Because of this huge quantity of digital data and the associated technological developments, the humanities also are on the verge of a new era, or have entered it already, according to Aroyo. ‘It’s no longer about choosing a topic and studying it in exhaustive detail. Now you can take a birds-eye view of data on a large scale, bring it together, and gain insights into it. And all from the comfort of your own desk.’ This brings with it changes in the questions that academics in the humanities will ask. Take the question of ‘What were the most popular expressions in the 16th century?’ says Aroyo, by way of example. It’s still reflective scholarship, but might have statistics and data science added to it.
This is because the tools for that kind of new research are largely provided by computer scientists. They, in turn, have to work with data they have never used before. And that data is welcome, says Aroyo. ‘Applications were once taboo in computer sciences. Ten years ago you could still publish only on algorithms and statistics. Now it’s impossible to get funding or to publish a paper without an application showing the scientific and social value. Collaboration is essential.’
Aroyo says CHAT is a highly ambitious project which will bring together computer scientists from the UvA, VU Amsterdam, the Netherlands eScience Center and IBM, with academics in the humanities from both universities and the Royal Netherlands Academy of Arts and Sciences. They will work together to both develop and use new tools. The founders of CHAT have been discussing the initiative since 2011, and in 2014 they published details of their plans in a white paper.
The thinking that has gone into it over the past few years has already helped spark a series of new initiatives. These include the digital humanities project CLARIAH; DIVE+, for the creation of online heritage collections; and the UvA-VU research project QuPID2. Aroyo herself is involved with the latter, researching the modelling of data quality and how it can be improved.

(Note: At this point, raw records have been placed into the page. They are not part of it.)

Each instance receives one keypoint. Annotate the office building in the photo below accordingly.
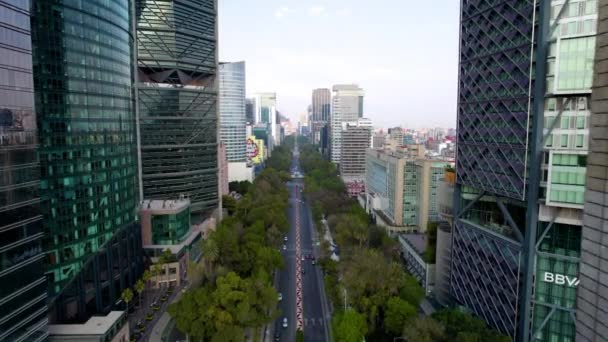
(521, 164)
(395, 135)
(250, 110)
(88, 153)
(266, 114)
(356, 139)
(347, 106)
(232, 110)
(401, 187)
(23, 290)
(177, 101)
(113, 327)
(378, 140)
(592, 294)
(320, 112)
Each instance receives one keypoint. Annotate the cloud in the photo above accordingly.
(281, 12)
(317, 11)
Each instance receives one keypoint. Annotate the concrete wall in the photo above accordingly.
(592, 301)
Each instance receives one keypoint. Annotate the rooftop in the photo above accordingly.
(165, 206)
(419, 241)
(96, 325)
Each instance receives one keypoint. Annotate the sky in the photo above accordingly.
(404, 54)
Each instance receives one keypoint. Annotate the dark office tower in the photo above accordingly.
(592, 301)
(250, 110)
(321, 109)
(523, 114)
(22, 280)
(88, 156)
(177, 63)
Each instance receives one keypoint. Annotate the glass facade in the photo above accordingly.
(232, 110)
(177, 100)
(23, 290)
(557, 269)
(82, 62)
(170, 229)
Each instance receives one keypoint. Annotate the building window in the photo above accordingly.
(563, 140)
(579, 140)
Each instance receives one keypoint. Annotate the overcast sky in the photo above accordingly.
(404, 54)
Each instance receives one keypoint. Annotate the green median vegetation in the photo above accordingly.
(236, 297)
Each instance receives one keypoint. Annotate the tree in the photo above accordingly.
(139, 288)
(349, 326)
(146, 276)
(424, 329)
(127, 296)
(397, 313)
(229, 203)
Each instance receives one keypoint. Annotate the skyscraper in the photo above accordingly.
(347, 106)
(88, 153)
(521, 163)
(250, 110)
(232, 110)
(591, 323)
(23, 289)
(321, 109)
(266, 114)
(178, 114)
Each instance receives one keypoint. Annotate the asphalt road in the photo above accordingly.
(316, 316)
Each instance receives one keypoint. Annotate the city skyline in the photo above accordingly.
(285, 58)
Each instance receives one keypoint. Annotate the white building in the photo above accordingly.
(347, 106)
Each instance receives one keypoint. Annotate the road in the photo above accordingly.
(315, 315)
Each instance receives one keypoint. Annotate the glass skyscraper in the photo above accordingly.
(23, 284)
(177, 100)
(232, 110)
(88, 153)
(523, 125)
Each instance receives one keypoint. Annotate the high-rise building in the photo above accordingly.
(521, 163)
(250, 110)
(320, 112)
(347, 106)
(232, 110)
(356, 139)
(592, 294)
(178, 112)
(395, 135)
(23, 289)
(83, 84)
(266, 113)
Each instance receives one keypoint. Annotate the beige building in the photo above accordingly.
(402, 186)
(111, 328)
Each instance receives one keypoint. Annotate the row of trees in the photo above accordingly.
(143, 284)
(236, 296)
(374, 297)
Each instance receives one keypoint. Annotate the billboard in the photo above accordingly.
(255, 150)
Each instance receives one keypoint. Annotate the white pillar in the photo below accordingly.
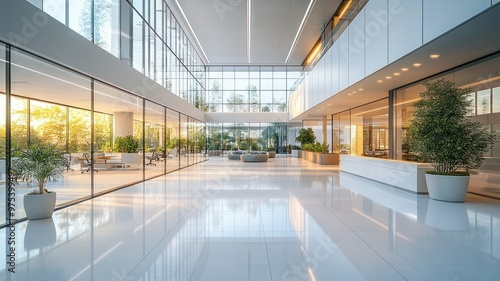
(325, 137)
(123, 124)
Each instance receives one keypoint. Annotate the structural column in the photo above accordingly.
(123, 124)
(324, 131)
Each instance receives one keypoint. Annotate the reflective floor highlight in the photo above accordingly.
(285, 219)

She is enthusiastic about working with computer scientists from the UvA. They complement each other well, she says, both in general and specifically in this project. ‘The UvA is a global leader in multimedia analysis and computer visualisation. At VU Amsterdam, we’re good at the semantic aspects of the web and in the modelling and textual processing of data. If we bring all that together, we'll have all the expertise we need.’